Before I even got out of my car, I saw an elderly woman slam into another car. I fear she hadn't bothered to check her mirrors. I knew it couldn't get much worse... well, I thought it couldn't.

Most everyone knew one another so I just tried following suit, which meant getting my sweet tea, bowl of salad, and dessert before taking my seat... Then a Pastor stood behind the podium to open the meeting and welcome everyone. He mentioned that we should be trained for the retirement community, now that we've learned to get dessert first, and then something about how when we're really old we'll eat our dessert first becasue we may not have room for anything else. Come on people, help me out here! I was dying inside but had to keep cool because I didn't know anybody well enough to giggle with. Then he prayed for our meal and we all went to get our bowl of chilli.

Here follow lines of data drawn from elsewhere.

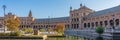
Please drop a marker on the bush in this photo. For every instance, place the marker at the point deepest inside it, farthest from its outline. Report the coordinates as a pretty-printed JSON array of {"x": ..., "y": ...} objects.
[
  {"x": 4, "y": 34},
  {"x": 17, "y": 33},
  {"x": 99, "y": 29}
]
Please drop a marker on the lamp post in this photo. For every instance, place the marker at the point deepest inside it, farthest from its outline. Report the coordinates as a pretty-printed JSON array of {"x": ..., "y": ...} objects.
[
  {"x": 113, "y": 27},
  {"x": 4, "y": 7},
  {"x": 113, "y": 18}
]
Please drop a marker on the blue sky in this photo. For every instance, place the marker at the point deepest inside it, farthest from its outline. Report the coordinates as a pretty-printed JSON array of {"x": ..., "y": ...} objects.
[{"x": 52, "y": 8}]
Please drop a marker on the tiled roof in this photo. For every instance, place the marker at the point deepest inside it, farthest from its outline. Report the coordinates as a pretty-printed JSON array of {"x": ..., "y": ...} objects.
[
  {"x": 52, "y": 19},
  {"x": 102, "y": 12}
]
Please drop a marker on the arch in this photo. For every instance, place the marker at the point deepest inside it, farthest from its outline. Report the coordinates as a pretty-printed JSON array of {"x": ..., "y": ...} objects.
[
  {"x": 96, "y": 23},
  {"x": 85, "y": 25},
  {"x": 111, "y": 22},
  {"x": 88, "y": 25},
  {"x": 101, "y": 23},
  {"x": 92, "y": 24},
  {"x": 117, "y": 21}
]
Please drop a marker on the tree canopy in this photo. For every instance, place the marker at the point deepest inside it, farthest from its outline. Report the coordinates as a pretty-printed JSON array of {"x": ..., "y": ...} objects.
[{"x": 12, "y": 23}]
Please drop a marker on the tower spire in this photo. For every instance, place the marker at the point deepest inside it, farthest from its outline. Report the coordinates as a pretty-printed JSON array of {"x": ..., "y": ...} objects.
[{"x": 30, "y": 14}]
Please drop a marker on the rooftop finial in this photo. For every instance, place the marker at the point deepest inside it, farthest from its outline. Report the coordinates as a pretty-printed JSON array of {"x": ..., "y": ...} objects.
[
  {"x": 30, "y": 13},
  {"x": 81, "y": 5},
  {"x": 70, "y": 7}
]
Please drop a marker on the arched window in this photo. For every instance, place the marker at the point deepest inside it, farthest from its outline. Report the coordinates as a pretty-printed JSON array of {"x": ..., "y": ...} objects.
[
  {"x": 96, "y": 23},
  {"x": 111, "y": 22},
  {"x": 117, "y": 21},
  {"x": 92, "y": 24},
  {"x": 85, "y": 25},
  {"x": 106, "y": 23},
  {"x": 88, "y": 25}
]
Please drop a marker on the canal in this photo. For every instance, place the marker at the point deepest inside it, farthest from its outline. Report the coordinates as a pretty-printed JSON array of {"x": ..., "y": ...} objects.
[{"x": 65, "y": 38}]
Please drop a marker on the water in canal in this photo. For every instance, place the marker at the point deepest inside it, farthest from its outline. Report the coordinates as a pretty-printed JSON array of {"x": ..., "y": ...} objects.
[{"x": 65, "y": 38}]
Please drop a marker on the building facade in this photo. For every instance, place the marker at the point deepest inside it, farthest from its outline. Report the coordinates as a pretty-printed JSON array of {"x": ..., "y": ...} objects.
[{"x": 80, "y": 18}]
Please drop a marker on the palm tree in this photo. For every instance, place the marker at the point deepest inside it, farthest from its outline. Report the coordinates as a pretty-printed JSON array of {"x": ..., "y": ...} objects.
[{"x": 4, "y": 7}]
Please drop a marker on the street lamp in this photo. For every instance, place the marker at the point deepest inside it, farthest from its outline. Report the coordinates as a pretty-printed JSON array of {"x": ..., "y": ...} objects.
[
  {"x": 4, "y": 7},
  {"x": 113, "y": 18}
]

When it came time for someone to present the "Good neighbor of the month" award, a very precious, aged fella' (who may have had his dessert for lunch :-) got behind the podium. He began reading from a sheet, stumbled a bit, then put his glasses on. The glasses did not help much, they seemed to be a bother as he kept hving to push them up his nose. That's about the time I realized the frame of his glasses were missing an arm- or whatever you call that thing that sits on the ear. This just tickled me pink and reminded me of where I was. You see, I have been in the process of raising support well over a year and have recently decided that I will embrace each moment instead of trying to hurry it along. God surely does not go by my time table.

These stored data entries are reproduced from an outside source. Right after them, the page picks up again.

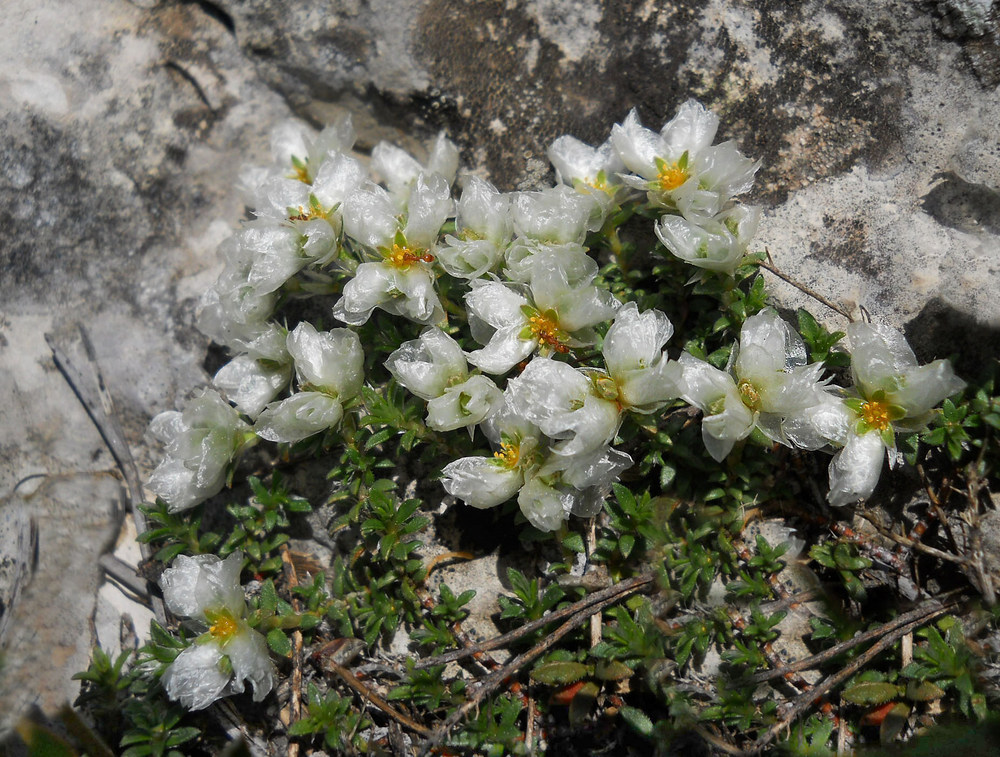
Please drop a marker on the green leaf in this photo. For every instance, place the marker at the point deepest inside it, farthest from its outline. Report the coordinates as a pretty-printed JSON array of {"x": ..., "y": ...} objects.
[
  {"x": 559, "y": 673},
  {"x": 279, "y": 643},
  {"x": 638, "y": 719},
  {"x": 871, "y": 692}
]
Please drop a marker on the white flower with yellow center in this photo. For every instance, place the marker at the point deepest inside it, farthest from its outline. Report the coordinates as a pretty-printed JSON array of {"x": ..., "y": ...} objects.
[
  {"x": 483, "y": 230},
  {"x": 434, "y": 367},
  {"x": 679, "y": 168},
  {"x": 207, "y": 590},
  {"x": 402, "y": 281},
  {"x": 330, "y": 370},
  {"x": 201, "y": 443},
  {"x": 892, "y": 393},
  {"x": 767, "y": 382}
]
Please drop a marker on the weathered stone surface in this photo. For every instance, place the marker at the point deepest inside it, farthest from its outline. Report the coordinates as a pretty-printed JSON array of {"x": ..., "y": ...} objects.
[{"x": 122, "y": 127}]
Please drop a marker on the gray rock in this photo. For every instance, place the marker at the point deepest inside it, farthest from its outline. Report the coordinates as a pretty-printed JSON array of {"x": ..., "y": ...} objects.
[{"x": 122, "y": 127}]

As people were leaving I went to speak with a woman I recognized. We got into a pleasant conversation. I thought I noticed her looking at my scarf, and in preparation to respond to her compliment, I put my hand on my abdomin. Well it turns out she was looking at my belly... and asked, "When are you expecting?" Oh my, I just burst into laughter (something I had been waiting to do for quite some time now) and said, "Oh no, I am not pregnant..." Well of course she felt horrible for calling me "fat" but I continued to laugh in hopes she would not feel bad. Another effort of mine to try and save her from feeling bad was to say, "I would like to be..." So she then askes, "How long have you two been together?" I burst into more laughter and wasn't sure how much worse it could get... luckily we just laughed it off. I told her, "I did eat my whole bowl of chilli" and maybe that was it!